My European history is very patchy!

There's also the whole long search for the original language of God, pre the incident in the Tower of Babel. Umberto Eco's book on this very good: The Search for the Perfect Language.

PDSz said...

Did you read Ruzsa Feri's article about the sūtras being just that: multiple versions of handouts? (`Authorlessness of sūtras' or something along those lines, it's not at hand; I'm sure you have, just thought to bring it into the discussion; it has a very interesting point)

elisa freschi said...

Yes, thanks for making me think about it.
For other readers: the article is Ferenc Ruzsa's The authorlessness of the Philosophical sūtras, published in Acta Orientalia 2011.
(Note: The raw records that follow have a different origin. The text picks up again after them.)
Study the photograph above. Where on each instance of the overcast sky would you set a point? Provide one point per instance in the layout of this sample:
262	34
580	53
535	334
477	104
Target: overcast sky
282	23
I agree with part of the article, that is, "They [the sūtras] must have been something like our handouts (but purely oral at the beginning), with different additions, deletions and interpretations in different places and times, without any fixed order or set number of contributors. The edited form of these texts that has come down to us derives from a late collector-editor who most probably wrote some sort of commentary as well on the sūtras."
And I also think that the first part could apply also to later texts.
However, I do not buy the consequence, namely "Moreover, often there is no point in speaking about the true meaning of a given sentence or paragraph, as it may have had several ones in different historical contexts, and there is no available standard to establish which interpretation is more fundamental or original."
If this means that we should not bother looking for the *Ur-*meaning, then I cannot but agree. By contrast, I think that it is possible to reconstruct the meaning of a text "as read by…", and that this should be the explicit focus of our researches. What do you think?